Final week, Mexican meals fast-casual chain Chipotle lifted the curtain on a brand new avocado processing robotic referred to as the Autocado. The brand new prototype robotic, developed in partnership with meals robotics innovation studio Vebu, will slice, core, and peel avocados earlier than human arms mash them into Chipotle’s well-known avocado dip.
The robotic is being trialed on the Chipotle Domesticate Heart in Irvine, California. Based on Chipotle, the brand new machine might probably lower guacamole prep time by 50%, which they are saying will assist restaurant employees focus extra on customer support and hospitality.
The Autocado works by having an worker load it with a case of ripe avocados, as much as 25 lbs at a time. Every avocado is then vertically oriented and moved to the processing gadget, the place it’s halved, cored, and peeled. The flesh of the fruit is gathered in a stainless-steel bowl, prepared for handbook mashing and seasoning.
If Chipotle decides to deploy the Autocado broadly throughout its restaurant places, it might save a major quantity of person-hours that the chain spends annually producing guacamole.
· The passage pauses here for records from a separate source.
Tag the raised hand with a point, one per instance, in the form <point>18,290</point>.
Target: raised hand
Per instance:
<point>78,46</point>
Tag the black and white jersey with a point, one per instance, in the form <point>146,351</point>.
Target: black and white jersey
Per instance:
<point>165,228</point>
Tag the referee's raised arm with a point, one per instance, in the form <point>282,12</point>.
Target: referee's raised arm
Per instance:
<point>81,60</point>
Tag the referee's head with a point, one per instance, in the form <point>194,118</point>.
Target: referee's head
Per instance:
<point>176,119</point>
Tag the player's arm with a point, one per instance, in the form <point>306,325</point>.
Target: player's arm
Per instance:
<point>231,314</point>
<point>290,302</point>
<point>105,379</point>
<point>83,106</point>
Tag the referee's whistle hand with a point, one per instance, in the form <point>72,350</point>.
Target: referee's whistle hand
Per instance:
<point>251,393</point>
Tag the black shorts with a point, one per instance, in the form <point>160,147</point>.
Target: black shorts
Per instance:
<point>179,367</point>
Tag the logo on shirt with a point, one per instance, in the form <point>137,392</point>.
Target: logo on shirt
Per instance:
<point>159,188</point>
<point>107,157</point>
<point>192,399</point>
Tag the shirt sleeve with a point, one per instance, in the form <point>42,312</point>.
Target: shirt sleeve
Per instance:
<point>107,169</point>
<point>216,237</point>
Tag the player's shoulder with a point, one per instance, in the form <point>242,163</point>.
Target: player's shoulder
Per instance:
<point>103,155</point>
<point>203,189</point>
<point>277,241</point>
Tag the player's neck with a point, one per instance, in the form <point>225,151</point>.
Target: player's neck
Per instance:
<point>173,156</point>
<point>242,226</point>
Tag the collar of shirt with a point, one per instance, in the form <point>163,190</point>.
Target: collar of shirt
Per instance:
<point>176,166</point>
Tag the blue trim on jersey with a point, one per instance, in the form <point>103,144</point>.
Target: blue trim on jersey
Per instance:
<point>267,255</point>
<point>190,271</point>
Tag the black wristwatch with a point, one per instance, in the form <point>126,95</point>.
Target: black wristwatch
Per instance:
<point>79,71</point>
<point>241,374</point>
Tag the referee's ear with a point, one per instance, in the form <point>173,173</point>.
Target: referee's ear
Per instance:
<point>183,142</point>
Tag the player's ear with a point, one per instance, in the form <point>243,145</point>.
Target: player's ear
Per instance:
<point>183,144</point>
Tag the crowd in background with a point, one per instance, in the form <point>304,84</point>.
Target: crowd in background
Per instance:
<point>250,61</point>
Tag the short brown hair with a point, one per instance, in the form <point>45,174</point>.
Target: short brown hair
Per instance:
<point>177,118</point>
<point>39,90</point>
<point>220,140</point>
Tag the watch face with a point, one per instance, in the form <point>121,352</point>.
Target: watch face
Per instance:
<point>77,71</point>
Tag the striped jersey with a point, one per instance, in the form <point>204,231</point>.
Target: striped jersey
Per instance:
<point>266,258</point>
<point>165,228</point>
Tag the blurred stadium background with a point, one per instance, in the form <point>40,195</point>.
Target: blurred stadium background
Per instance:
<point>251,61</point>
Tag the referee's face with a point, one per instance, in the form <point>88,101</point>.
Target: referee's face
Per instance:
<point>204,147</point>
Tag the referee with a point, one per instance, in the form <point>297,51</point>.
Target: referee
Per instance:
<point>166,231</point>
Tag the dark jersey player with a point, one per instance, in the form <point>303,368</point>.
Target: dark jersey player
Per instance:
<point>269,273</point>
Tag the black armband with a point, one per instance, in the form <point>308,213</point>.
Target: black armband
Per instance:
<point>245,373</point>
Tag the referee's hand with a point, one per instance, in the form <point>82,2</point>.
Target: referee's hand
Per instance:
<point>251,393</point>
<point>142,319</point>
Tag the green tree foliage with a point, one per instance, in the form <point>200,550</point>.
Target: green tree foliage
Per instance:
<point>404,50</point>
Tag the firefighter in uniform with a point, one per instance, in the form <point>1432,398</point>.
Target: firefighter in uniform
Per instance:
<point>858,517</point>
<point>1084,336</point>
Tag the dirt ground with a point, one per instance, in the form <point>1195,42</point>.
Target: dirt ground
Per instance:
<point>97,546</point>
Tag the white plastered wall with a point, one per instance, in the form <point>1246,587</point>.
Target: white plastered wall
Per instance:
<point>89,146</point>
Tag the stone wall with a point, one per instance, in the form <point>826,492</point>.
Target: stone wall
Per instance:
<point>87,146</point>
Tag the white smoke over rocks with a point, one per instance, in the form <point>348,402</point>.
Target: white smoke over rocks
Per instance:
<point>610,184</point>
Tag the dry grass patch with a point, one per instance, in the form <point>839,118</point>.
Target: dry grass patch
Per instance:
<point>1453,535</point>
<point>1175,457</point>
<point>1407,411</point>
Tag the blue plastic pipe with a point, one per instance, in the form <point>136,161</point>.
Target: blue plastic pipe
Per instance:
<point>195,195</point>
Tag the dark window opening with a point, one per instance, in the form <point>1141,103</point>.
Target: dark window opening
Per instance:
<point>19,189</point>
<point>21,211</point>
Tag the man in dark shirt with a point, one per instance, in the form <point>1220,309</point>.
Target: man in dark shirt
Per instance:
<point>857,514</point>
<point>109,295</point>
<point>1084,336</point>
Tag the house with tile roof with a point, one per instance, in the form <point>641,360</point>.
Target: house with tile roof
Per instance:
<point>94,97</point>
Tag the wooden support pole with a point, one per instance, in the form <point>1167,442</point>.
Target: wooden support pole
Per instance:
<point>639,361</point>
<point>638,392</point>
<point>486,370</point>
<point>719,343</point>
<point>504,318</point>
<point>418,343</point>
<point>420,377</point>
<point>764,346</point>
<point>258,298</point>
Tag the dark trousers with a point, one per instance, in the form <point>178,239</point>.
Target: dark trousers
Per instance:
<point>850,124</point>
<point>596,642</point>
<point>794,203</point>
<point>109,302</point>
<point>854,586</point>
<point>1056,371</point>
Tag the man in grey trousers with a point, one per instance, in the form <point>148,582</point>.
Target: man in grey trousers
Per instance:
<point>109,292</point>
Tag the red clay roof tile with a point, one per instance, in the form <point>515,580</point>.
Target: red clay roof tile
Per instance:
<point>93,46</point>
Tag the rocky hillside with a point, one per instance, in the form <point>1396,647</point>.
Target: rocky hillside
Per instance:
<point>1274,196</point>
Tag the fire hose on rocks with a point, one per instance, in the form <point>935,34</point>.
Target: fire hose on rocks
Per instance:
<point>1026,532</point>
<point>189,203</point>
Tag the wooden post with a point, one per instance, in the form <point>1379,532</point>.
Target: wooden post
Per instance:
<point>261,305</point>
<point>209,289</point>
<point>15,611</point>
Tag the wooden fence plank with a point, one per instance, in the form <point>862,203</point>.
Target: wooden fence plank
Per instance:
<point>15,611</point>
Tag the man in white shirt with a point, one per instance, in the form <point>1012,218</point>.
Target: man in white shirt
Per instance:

Chipotle expects to make use of 4.5 million circumstances of avocados throughout its US, Canada, and Europe retailers this yr, the equal of greater than 100 million kilos of fruit. The corporate believes the cobotic’s precision processing might enhance yield and scale back meals waste, resulting in vital value financial savings.
For Vebu (previously Wavemaker), the deal is a pleasant feather in its hat for a corporation finest recognized for the Flippy burger robotic. Chipotle introduced they’d spend money on Vebu by its Domesticate Subsequent enterprise fund as a part of the deal. This isn’t the primary robot-oriented funding for Domesticate Subsequent, which has invested in Hyphen, a maker of automated makelines for eating places.
You’ll be able to take a look at the Autocado in motion beneath.